Lask verliert zuhause gegen Sturm Graz

Die LASK Frauen verlieren die Heimpremiere in der ADMIRAL Frauen Bundesliga gegen die SK Sturm Graz Frauen mit 0:2 (0:1). Nach offener erster Hälfte waren die Grazerinnen in den zweiten 45 Minuten die tonangebende Mannschaft.

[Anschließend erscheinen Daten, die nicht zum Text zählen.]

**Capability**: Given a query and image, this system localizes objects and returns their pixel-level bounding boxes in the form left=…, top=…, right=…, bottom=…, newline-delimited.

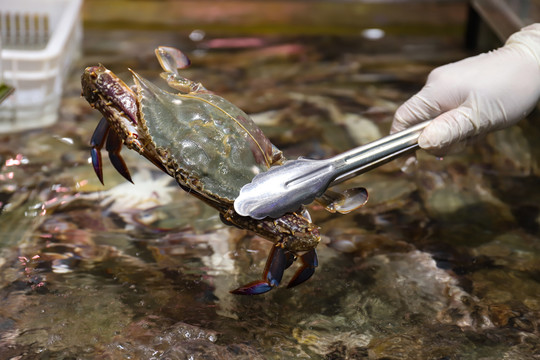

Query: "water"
left=0, top=20, right=540, bottom=359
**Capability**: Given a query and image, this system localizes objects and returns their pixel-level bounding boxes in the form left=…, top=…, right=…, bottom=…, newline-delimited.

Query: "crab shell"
left=82, top=65, right=320, bottom=252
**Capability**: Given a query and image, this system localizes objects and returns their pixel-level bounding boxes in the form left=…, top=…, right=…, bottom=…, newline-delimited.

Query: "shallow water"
left=0, top=16, right=540, bottom=359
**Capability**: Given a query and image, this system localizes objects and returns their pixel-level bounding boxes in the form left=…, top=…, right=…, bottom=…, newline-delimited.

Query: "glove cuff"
left=505, top=24, right=540, bottom=67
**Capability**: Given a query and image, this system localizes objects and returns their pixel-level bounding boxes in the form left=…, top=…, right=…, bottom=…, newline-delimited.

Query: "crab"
left=81, top=47, right=367, bottom=295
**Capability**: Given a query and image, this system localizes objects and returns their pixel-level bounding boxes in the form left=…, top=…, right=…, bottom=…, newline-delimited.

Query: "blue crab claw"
left=231, top=243, right=318, bottom=295
left=105, top=131, right=133, bottom=184
left=287, top=249, right=319, bottom=288
left=231, top=243, right=294, bottom=295
left=90, top=118, right=109, bottom=184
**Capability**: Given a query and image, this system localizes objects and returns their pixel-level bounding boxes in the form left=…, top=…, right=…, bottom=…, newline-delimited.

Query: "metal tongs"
left=234, top=121, right=429, bottom=219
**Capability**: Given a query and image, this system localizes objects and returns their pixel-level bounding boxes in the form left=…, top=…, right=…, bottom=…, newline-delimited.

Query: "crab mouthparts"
left=81, top=65, right=138, bottom=125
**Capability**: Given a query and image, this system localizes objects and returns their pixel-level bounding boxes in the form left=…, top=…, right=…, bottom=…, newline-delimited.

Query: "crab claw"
left=231, top=243, right=318, bottom=295
left=90, top=118, right=109, bottom=184
left=106, top=131, right=133, bottom=184
left=287, top=249, right=319, bottom=288
left=231, top=243, right=294, bottom=295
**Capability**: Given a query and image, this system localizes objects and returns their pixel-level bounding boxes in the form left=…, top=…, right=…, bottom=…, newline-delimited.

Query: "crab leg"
left=90, top=118, right=109, bottom=184
left=106, top=131, right=133, bottom=183
left=287, top=249, right=319, bottom=288
left=231, top=243, right=294, bottom=295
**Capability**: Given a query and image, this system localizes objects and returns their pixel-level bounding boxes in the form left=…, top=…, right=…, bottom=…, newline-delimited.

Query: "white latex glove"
left=391, top=24, right=540, bottom=155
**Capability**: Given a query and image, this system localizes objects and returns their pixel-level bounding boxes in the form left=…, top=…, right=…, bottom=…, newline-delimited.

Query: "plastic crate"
left=0, top=0, right=82, bottom=132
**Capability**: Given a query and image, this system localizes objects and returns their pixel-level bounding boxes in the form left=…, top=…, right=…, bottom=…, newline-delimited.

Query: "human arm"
left=391, top=24, right=540, bottom=155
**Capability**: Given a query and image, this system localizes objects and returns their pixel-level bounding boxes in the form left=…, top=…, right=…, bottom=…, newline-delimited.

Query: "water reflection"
left=0, top=30, right=540, bottom=359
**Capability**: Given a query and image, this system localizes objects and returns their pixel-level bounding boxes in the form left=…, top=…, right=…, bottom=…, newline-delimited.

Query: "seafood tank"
left=0, top=0, right=540, bottom=359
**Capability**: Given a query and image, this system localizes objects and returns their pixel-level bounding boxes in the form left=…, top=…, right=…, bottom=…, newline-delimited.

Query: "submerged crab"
left=82, top=47, right=367, bottom=294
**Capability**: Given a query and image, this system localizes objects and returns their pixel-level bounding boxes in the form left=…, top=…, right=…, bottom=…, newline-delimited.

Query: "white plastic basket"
left=0, top=0, right=82, bottom=132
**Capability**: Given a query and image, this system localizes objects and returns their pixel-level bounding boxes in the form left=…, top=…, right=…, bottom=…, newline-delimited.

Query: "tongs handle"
left=234, top=122, right=429, bottom=219
left=329, top=121, right=429, bottom=186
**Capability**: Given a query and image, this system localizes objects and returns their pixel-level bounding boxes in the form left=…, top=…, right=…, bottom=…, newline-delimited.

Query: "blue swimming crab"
left=81, top=47, right=367, bottom=295
left=82, top=47, right=320, bottom=294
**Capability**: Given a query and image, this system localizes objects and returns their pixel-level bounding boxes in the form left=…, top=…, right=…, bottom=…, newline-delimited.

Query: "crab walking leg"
left=105, top=131, right=133, bottom=184
left=287, top=249, right=319, bottom=288
left=90, top=117, right=110, bottom=184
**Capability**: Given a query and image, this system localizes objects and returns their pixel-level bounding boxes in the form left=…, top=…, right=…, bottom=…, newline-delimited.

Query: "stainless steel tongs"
left=234, top=121, right=429, bottom=219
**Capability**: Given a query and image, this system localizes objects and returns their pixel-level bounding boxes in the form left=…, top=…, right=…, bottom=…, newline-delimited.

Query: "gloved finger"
left=418, top=104, right=478, bottom=155
left=390, top=86, right=441, bottom=134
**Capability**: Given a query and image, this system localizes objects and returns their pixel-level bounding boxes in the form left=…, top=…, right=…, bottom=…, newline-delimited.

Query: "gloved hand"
left=391, top=24, right=540, bottom=155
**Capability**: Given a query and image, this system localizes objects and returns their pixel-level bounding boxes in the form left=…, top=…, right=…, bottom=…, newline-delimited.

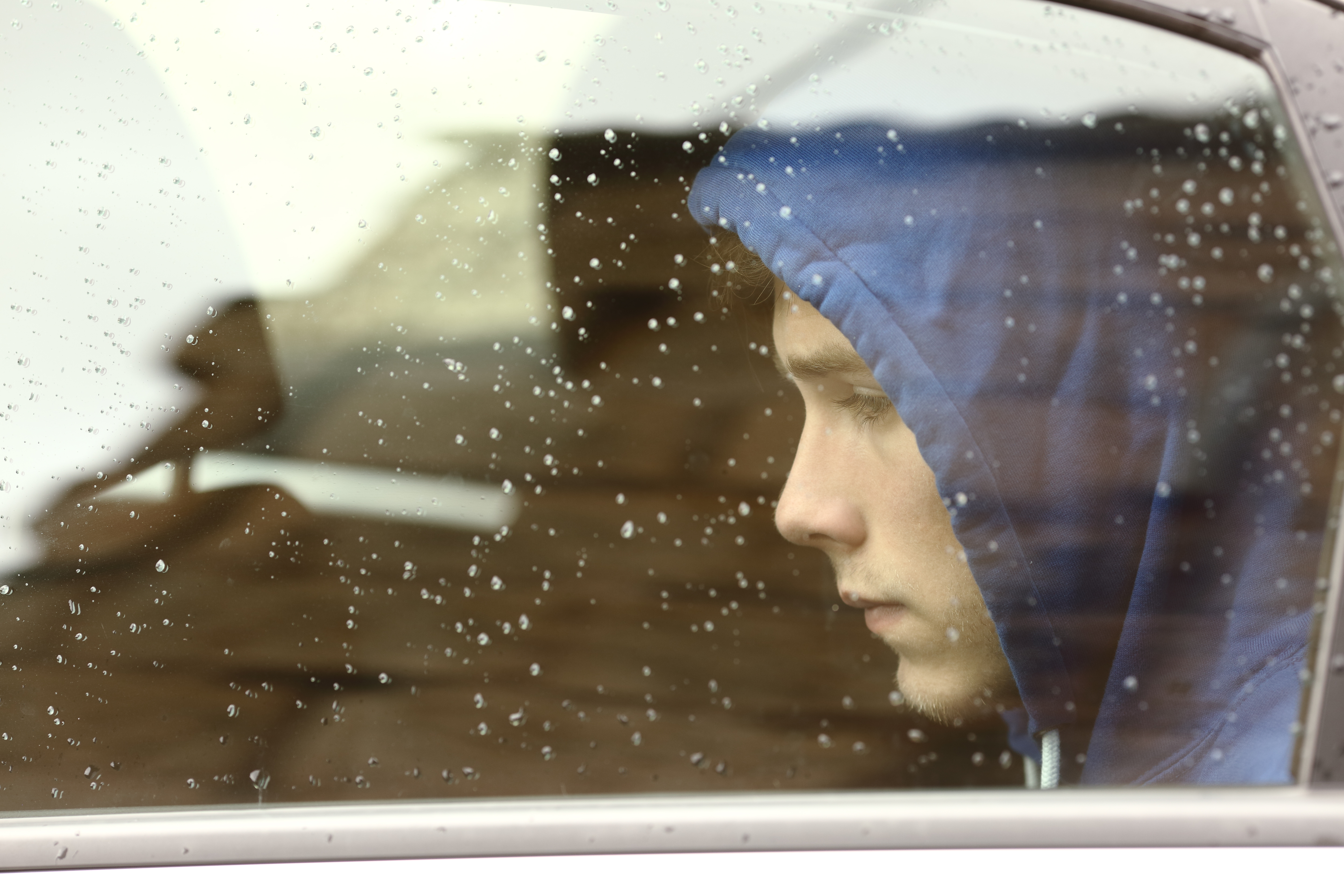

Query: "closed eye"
left=832, top=390, right=895, bottom=426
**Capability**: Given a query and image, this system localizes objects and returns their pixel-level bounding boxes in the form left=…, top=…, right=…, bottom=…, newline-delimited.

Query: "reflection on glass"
left=0, top=0, right=1344, bottom=809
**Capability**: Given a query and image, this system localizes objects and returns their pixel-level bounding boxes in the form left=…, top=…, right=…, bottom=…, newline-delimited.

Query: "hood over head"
left=688, top=110, right=1344, bottom=783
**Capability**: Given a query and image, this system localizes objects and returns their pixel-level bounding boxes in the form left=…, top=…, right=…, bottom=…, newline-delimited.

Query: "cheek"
left=870, top=422, right=953, bottom=526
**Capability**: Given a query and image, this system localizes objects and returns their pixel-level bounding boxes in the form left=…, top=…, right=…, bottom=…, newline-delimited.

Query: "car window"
left=0, top=0, right=1344, bottom=810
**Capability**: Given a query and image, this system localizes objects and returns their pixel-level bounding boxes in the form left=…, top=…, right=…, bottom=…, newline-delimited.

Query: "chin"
left=896, top=660, right=999, bottom=725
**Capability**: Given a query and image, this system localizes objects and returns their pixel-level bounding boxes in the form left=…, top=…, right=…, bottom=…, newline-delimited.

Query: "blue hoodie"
left=687, top=117, right=1344, bottom=784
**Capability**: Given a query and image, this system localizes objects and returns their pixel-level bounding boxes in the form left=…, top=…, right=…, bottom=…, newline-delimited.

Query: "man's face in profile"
left=774, top=281, right=1017, bottom=721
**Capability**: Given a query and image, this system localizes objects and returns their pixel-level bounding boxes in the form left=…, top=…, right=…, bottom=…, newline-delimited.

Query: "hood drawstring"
left=1022, top=728, right=1059, bottom=790
left=1040, top=728, right=1059, bottom=790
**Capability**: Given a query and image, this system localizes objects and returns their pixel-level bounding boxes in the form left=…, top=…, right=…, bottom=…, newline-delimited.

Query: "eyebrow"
left=774, top=345, right=868, bottom=380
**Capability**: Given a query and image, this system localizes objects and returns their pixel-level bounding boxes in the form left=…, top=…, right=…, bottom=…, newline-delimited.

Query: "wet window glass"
left=0, top=0, right=1344, bottom=810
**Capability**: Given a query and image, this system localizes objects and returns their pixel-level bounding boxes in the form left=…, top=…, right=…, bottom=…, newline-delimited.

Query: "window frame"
left=0, top=0, right=1344, bottom=871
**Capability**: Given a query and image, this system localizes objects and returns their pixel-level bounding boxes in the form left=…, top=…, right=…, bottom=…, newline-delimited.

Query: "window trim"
left=0, top=786, right=1344, bottom=871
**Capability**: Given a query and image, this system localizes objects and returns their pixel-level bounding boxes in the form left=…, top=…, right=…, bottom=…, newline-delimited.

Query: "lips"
left=863, top=603, right=906, bottom=635
left=840, top=588, right=906, bottom=635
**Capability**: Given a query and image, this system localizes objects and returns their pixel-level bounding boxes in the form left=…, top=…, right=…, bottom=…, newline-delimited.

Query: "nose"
left=774, top=420, right=867, bottom=552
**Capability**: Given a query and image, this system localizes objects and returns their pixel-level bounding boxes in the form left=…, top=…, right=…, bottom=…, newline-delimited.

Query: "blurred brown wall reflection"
left=0, top=134, right=1022, bottom=809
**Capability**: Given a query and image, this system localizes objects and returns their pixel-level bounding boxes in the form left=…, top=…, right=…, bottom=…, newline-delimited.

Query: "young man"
left=688, top=113, right=1340, bottom=786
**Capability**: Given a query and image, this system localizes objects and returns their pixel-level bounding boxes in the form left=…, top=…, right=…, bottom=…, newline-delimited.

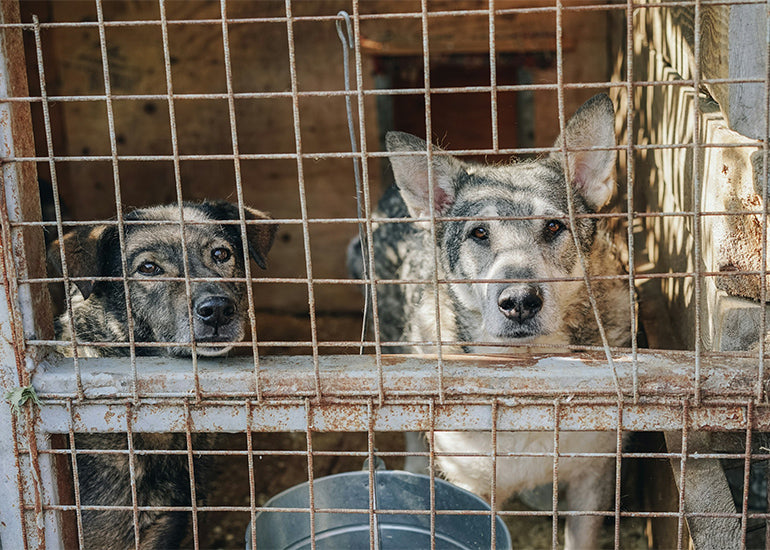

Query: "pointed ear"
left=385, top=132, right=464, bottom=218
left=551, top=94, right=617, bottom=210
left=47, top=225, right=114, bottom=299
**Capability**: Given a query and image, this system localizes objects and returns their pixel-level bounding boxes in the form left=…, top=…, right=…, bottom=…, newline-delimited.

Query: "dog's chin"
left=490, top=323, right=546, bottom=344
left=195, top=344, right=233, bottom=357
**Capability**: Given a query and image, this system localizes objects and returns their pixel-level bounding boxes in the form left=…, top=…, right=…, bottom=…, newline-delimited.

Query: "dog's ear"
left=385, top=132, right=463, bottom=218
left=47, top=225, right=115, bottom=299
left=551, top=94, right=617, bottom=210
left=203, top=201, right=278, bottom=269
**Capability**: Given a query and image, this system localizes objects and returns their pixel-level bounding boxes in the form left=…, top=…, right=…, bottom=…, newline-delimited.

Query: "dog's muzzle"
left=497, top=285, right=543, bottom=324
left=195, top=296, right=238, bottom=333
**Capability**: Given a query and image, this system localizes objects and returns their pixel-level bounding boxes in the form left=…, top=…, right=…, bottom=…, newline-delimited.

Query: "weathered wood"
left=665, top=432, right=741, bottom=550
left=645, top=0, right=767, bottom=139
left=361, top=0, right=601, bottom=56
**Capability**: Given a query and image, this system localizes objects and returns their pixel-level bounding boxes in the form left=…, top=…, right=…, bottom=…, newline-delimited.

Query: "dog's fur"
left=348, top=94, right=632, bottom=548
left=49, top=201, right=277, bottom=549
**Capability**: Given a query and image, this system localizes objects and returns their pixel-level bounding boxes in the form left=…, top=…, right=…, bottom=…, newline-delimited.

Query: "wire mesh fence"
left=0, top=0, right=770, bottom=548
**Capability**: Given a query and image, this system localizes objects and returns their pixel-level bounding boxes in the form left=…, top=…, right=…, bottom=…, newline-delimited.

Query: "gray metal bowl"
left=246, top=470, right=511, bottom=550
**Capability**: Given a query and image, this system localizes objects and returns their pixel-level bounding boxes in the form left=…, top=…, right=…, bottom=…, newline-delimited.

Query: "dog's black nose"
left=195, top=296, right=235, bottom=327
left=497, top=286, right=543, bottom=323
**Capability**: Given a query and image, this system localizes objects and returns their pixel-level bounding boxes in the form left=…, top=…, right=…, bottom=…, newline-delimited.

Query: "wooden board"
left=361, top=0, right=602, bottom=56
left=643, top=0, right=767, bottom=139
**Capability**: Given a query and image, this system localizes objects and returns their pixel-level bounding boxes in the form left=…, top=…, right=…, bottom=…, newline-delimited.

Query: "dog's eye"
left=211, top=248, right=232, bottom=264
left=136, top=262, right=163, bottom=277
left=545, top=220, right=565, bottom=237
left=471, top=226, right=489, bottom=241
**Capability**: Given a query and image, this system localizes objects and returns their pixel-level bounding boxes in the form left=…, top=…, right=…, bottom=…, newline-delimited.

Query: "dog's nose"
left=195, top=296, right=235, bottom=327
left=497, top=286, right=543, bottom=323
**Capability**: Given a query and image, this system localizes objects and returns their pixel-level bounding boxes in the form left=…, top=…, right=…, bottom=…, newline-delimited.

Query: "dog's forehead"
left=127, top=204, right=214, bottom=222
left=453, top=163, right=567, bottom=217
left=126, top=205, right=227, bottom=256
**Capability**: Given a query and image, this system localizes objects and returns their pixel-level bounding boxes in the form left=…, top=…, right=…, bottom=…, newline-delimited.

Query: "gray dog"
left=49, top=202, right=277, bottom=549
left=348, top=94, right=632, bottom=548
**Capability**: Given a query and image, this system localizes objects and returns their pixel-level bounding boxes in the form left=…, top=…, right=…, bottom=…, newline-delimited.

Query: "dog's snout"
left=195, top=296, right=236, bottom=327
left=497, top=286, right=543, bottom=323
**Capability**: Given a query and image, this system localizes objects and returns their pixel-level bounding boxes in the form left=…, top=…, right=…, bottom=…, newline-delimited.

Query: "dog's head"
left=49, top=201, right=277, bottom=355
left=387, top=94, right=616, bottom=341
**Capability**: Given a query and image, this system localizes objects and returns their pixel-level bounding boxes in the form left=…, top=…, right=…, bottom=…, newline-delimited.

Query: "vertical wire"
left=626, top=0, right=639, bottom=404
left=556, top=0, right=623, bottom=403
left=158, top=0, right=201, bottom=403
left=336, top=10, right=372, bottom=355
left=246, top=400, right=257, bottom=550
left=353, top=0, right=385, bottom=405
left=219, top=0, right=262, bottom=402
left=488, top=0, right=500, bottom=153
left=551, top=398, right=561, bottom=550
left=284, top=0, right=321, bottom=397
left=126, top=401, right=141, bottom=550
left=184, top=399, right=200, bottom=550
left=32, top=15, right=85, bottom=401
left=67, top=399, right=85, bottom=548
left=692, top=0, right=703, bottom=406
left=614, top=403, right=623, bottom=549
left=366, top=399, right=381, bottom=550
left=757, top=0, right=770, bottom=404
left=741, top=399, right=754, bottom=548
left=676, top=397, right=690, bottom=550
left=305, top=399, right=316, bottom=550
left=95, top=0, right=139, bottom=406
left=11, top=414, right=32, bottom=550
left=489, top=399, right=500, bottom=550
left=420, top=0, right=444, bottom=403
left=428, top=397, right=436, bottom=550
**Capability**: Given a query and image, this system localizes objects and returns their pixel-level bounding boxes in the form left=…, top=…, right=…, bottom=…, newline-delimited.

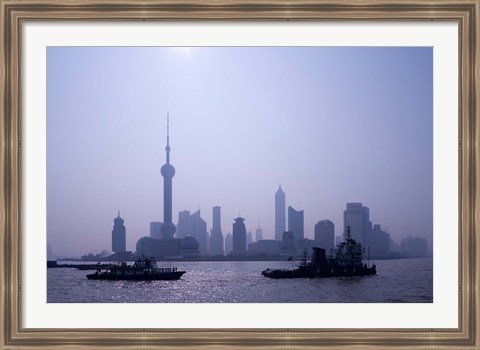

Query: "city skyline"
left=47, top=48, right=433, bottom=255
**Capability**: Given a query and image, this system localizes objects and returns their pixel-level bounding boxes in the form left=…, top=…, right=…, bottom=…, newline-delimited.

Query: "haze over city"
left=47, top=47, right=433, bottom=256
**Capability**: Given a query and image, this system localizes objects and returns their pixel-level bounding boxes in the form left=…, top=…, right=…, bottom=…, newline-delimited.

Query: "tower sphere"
left=160, top=163, right=175, bottom=177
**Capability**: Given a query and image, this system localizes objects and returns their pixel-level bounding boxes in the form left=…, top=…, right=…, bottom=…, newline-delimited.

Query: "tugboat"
left=87, top=258, right=186, bottom=281
left=262, top=226, right=377, bottom=278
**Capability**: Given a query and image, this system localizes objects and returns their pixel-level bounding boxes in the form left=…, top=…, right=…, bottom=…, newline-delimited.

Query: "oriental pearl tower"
left=160, top=112, right=176, bottom=239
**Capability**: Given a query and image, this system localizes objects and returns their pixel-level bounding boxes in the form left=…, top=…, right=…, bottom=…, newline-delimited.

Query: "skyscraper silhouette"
left=210, top=206, right=224, bottom=255
left=288, top=206, right=305, bottom=241
left=160, top=112, right=176, bottom=239
left=315, top=220, right=335, bottom=254
left=112, top=210, right=127, bottom=253
left=343, top=203, right=372, bottom=247
left=232, top=217, right=247, bottom=254
left=275, top=186, right=286, bottom=241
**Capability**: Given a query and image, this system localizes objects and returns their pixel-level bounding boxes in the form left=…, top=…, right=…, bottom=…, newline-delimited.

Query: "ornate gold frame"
left=0, top=0, right=480, bottom=350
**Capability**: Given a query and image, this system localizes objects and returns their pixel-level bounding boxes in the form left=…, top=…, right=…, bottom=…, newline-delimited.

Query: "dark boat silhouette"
left=262, top=226, right=377, bottom=278
left=87, top=258, right=186, bottom=281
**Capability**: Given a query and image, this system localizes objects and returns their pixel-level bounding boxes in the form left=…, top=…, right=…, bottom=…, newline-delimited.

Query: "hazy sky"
left=47, top=47, right=433, bottom=256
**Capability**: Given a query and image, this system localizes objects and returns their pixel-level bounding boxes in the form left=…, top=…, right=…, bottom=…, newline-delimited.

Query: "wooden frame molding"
left=0, top=0, right=480, bottom=350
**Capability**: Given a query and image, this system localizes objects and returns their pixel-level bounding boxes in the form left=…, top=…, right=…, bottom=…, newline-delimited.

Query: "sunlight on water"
left=47, top=258, right=433, bottom=303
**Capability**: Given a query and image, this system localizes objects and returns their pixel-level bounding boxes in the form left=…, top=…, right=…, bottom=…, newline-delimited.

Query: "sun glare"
left=170, top=46, right=195, bottom=59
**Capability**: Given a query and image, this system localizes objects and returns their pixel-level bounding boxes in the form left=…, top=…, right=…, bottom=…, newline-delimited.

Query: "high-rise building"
left=112, top=211, right=127, bottom=253
left=247, top=231, right=253, bottom=247
left=210, top=207, right=224, bottom=255
left=343, top=203, right=372, bottom=247
left=255, top=224, right=263, bottom=242
left=225, top=233, right=233, bottom=255
left=232, top=217, right=247, bottom=254
left=288, top=206, right=305, bottom=241
left=177, top=210, right=190, bottom=238
left=275, top=186, right=286, bottom=241
left=150, top=221, right=162, bottom=239
left=189, top=209, right=209, bottom=255
left=315, top=220, right=335, bottom=254
left=160, top=113, right=176, bottom=239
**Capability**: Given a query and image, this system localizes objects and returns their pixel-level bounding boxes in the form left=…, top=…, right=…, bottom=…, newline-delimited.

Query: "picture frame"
left=0, top=0, right=480, bottom=349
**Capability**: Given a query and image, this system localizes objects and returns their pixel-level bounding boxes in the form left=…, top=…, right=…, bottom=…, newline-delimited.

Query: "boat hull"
left=87, top=271, right=185, bottom=281
left=262, top=265, right=377, bottom=279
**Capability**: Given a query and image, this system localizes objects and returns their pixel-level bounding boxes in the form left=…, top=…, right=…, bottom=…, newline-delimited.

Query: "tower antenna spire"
left=165, top=111, right=170, bottom=164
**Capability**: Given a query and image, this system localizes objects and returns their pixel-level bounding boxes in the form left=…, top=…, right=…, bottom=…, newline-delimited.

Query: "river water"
left=47, top=258, right=433, bottom=303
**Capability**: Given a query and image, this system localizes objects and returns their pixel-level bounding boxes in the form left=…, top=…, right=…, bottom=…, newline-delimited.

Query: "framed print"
left=0, top=0, right=480, bottom=349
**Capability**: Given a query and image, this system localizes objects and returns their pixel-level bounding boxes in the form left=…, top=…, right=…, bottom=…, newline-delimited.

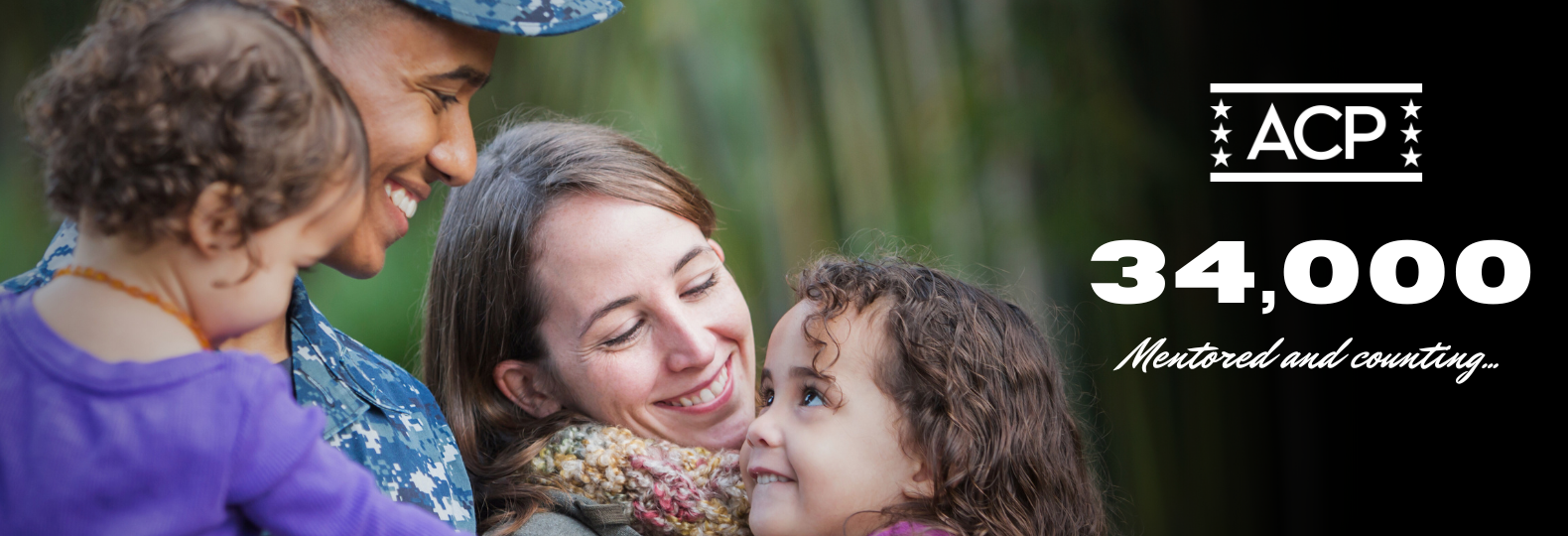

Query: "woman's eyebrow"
left=789, top=366, right=831, bottom=381
left=670, top=244, right=714, bottom=276
left=430, top=66, right=489, bottom=89
left=577, top=296, right=636, bottom=338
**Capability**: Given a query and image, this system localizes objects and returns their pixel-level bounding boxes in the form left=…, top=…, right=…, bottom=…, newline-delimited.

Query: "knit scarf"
left=530, top=425, right=751, bottom=536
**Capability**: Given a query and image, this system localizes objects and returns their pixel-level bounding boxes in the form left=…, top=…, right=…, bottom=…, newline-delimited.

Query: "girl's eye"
left=603, top=320, right=643, bottom=348
left=681, top=273, right=719, bottom=298
left=800, top=387, right=828, bottom=406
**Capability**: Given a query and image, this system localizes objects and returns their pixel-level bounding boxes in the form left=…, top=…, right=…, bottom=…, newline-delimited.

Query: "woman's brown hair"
left=24, top=0, right=368, bottom=243
left=422, top=122, right=715, bottom=533
left=797, top=255, right=1107, bottom=536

Beinahe der perfekte Start für die Athletikerinnen, doch die Grazer Torfrau fing eine scharfe flache Hereingabe rechtzeitig ab (1.). Danach entwickelte sich eine offene Partie, in der die Gäste aus der Steiermark zwar mehr Ballbesitz hatten, sich jedoch keine nennenswerten Chancen erspielten. Ein zu zentraler Schuss wurde zur Beute von Gurtner im Tor der Linzerinnen (16.). 

 

Die LASKlerinnen standen defensiv gut und versuchten, immer wieder offensiv Akzente zu setzen, zwei Schüsse gingen jedoch drüber (18./22.). Nach starker Balleroberung schoss Willimek am Tor vorbei (31.). Kurz vor der Pause dann das 0:1, nach einem Ballverlust im Mittelfeld spielten es die Grazerinnen schnell über links, den flachen Ball in die Mitte musste Pullins nur noch einschieben (45.).

 

Die zweite Halbzeit begann denkbar schlecht für die Athletikerinnen. Nach einer Ecke köpfte die freistehende Sipos ein, 0:2 (49.). In der Folge kontrollierten die Grazerinnen das Geschehen, lange Zeit jedoch ohne sich zwingende Chancen zu erspielen. 15 Minuten vor Schluss zeigte Gurtner im Tor der Linzerinnen ihre Klasse, verhinderte mit einer Glanztat das dritte Tor der Gäste (74.). 

 

Zwei Minuten später klärte eine LASKlerin auf der Linie (76.). Drei Minuten vor Schluss dann die nächste Chance, doch im Rutschen schoss eine Grazerin übers Tor (87.). Gleich im Anschluss die Chance auf den Anschlusstreffer, doch Kirpu zielte knapp neben den Kasten (88.).

 

Gelbe Karte: Räämet (63.)

 

So spielte der LASK: Gurtner – Räämet (K), Willimek, Szabova, Gered – Schmidle (67. Kunz), Krznaric, Sterrer (47. Kirpu), Volkov, Bokor – Tuppinger (55. Wagner)

Es war ein enges Match, das wir über weite Strecken ausgeglichen gestalten konnten. Die Tore sind zu sehr ungünstigen Zeitpunkten gefallen. Wenn wir unsere Umschaltmomente besser ausspielen, wäre mehr möglich gewesen.